Role of the Bank of Canada
Tal reiterated several points he made during his presentation at the Canadian Apartment Investment Conference in September and emphasized the Bank of Canada is more interested in reducing inflation to two per cent than avoiding a recession.
It has been doing this, in part, by raising interest rates.
Tal said every previous housing market crash and economic recession was helped, if not caused, by the central bank raising interest rates by too much. The Bank of Canada most recently increased rates 50 basis points instead of 75 because it had this in mind, Tal said.
There’s demand-driven and supply-driven inflation. The share driven by supply is coming down because of significant supply-chain improvements, increased freight activity and reduced shipping costs.
“The lower the contribution of supply to inflation, the more effective the Bank of Canada is because everything is domestic,” said Tal. “You can do something about it.”
Eliminating or significantly reducing the supply component of inflation, Tal said, will lower the rate by three or four per cent.
He’s optimistic Canada’s inflation rate can be reduced to four per cent in the next few quarters.
The Canadian labour market
There are a million vacancies in the Canadian job market, Tal explained, as COVID-19 has changed its structure.
Almost all jobs created since the start of the pandemic have gone to university-educated individuals, while the people exiting the job market are less educated and leaving lower-paying jobs.

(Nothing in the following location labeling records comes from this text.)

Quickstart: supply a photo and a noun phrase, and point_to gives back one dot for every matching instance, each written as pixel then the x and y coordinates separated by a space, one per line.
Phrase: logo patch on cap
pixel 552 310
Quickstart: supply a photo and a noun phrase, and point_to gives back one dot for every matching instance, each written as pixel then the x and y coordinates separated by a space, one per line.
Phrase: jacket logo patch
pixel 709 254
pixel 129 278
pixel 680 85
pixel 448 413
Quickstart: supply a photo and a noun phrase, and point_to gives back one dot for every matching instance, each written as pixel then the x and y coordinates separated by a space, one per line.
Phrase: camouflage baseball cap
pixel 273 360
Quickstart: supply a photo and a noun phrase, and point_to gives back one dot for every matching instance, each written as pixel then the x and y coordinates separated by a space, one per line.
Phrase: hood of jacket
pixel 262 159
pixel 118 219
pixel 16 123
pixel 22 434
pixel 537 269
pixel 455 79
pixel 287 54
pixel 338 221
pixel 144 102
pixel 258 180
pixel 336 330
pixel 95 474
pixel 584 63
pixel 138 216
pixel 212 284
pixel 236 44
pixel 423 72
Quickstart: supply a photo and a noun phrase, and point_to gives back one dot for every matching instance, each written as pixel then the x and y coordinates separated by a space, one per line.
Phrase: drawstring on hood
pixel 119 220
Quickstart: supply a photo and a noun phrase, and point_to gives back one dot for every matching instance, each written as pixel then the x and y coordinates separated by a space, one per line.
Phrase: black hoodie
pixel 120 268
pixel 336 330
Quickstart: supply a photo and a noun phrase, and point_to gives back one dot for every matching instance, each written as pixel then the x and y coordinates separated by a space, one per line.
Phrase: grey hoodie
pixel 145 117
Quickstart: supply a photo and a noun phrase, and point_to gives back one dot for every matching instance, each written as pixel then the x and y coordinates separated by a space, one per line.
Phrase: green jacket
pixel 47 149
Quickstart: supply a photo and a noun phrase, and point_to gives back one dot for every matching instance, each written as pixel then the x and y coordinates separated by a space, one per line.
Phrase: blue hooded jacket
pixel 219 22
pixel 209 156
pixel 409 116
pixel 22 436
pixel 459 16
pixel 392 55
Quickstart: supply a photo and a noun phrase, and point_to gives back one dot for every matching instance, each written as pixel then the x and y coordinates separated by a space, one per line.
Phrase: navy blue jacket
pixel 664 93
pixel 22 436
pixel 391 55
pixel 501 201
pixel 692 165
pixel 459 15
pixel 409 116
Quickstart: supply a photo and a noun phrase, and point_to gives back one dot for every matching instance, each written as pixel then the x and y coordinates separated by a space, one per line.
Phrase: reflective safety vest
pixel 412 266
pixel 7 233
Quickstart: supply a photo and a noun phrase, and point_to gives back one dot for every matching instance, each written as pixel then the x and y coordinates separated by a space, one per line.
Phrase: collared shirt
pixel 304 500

The share of low-paying jobs is going down and wages at these low-paying jobs aren’t going up because the small business owners can’t afford increases.
Tal said Canada is entering a recession, but the damage it will cause to the labour market shouldn’t be significant. He expects unemployment to rise to about 6.5 per cent, but said the economy will shed vacant positions and not jobs.
However, if the supply component of inflation doesn’t decrease, Canada will be in for a more serious recession that will significantly damage the labour market. He gave that scenario a 25 to 30 per cent chance of happening.
Interest rate movement and inflation
The Bank of Canada’s policy interest rate has risen from 1.75 per cent earlier this year to 3.75 per cent.
Tal thinks it could increase to 4.25 per cent in December and he doesn’t believe rate cuts — down to 2.75 or three per cent — will occur until late 2023 or early 2024.
“You want to make sure that inflation is dead before you cut interest rates,” said Tal. “The reason why we had a double-dip recession in the 1980s is because the authorities lowered interest rates prematurely and caused another wave of inflation and therefore a recession.”
Deglobalization replacing globalization, just-in-case inventories replacing just-in-time inventories, a tight and expensive labour market, and greener environmental measures are all inflationary factors to be considered.
These could prevent interest rates from dropping further than 2.75 to three per cent, according to Tal.
Housing demand and prices
Tal believes the housing market will perform well at that level and said the current correction period — which he called a good thing and not a meltdown — is the first where housing supply didn’t rise.
“People don't want to sell,” said Tal. “They want to see when the fog clears and then they will start selling.”
The composite price of housing is down 10 per cent in Canada after rising by 40 per cent earlier in the pandemic when there were low interest rates and a low unemployment rate.
Many homeowners face mortgage payment increases when they renew and there’s concern some may be forced to sell because they can’t keep up, but that hasn’t occurred for the most part to this point.
Tal believes enough new housing will come to the market to prevent prices from rising. Demand will remain strong, however.
The majority of immigrants are settling in Toronto and Vancouver, according to Tal, which is exacerbating the housing crises in those cities.
He would like to see incentives introduced so people will be more willing to spread out around the country.
Brethour and Tal agree much more rental housing needs to be built in Canada.
“We are now going through a reset period,” Tal said. “But, it doesn't mean that this market is weak. This market is extremely strong.”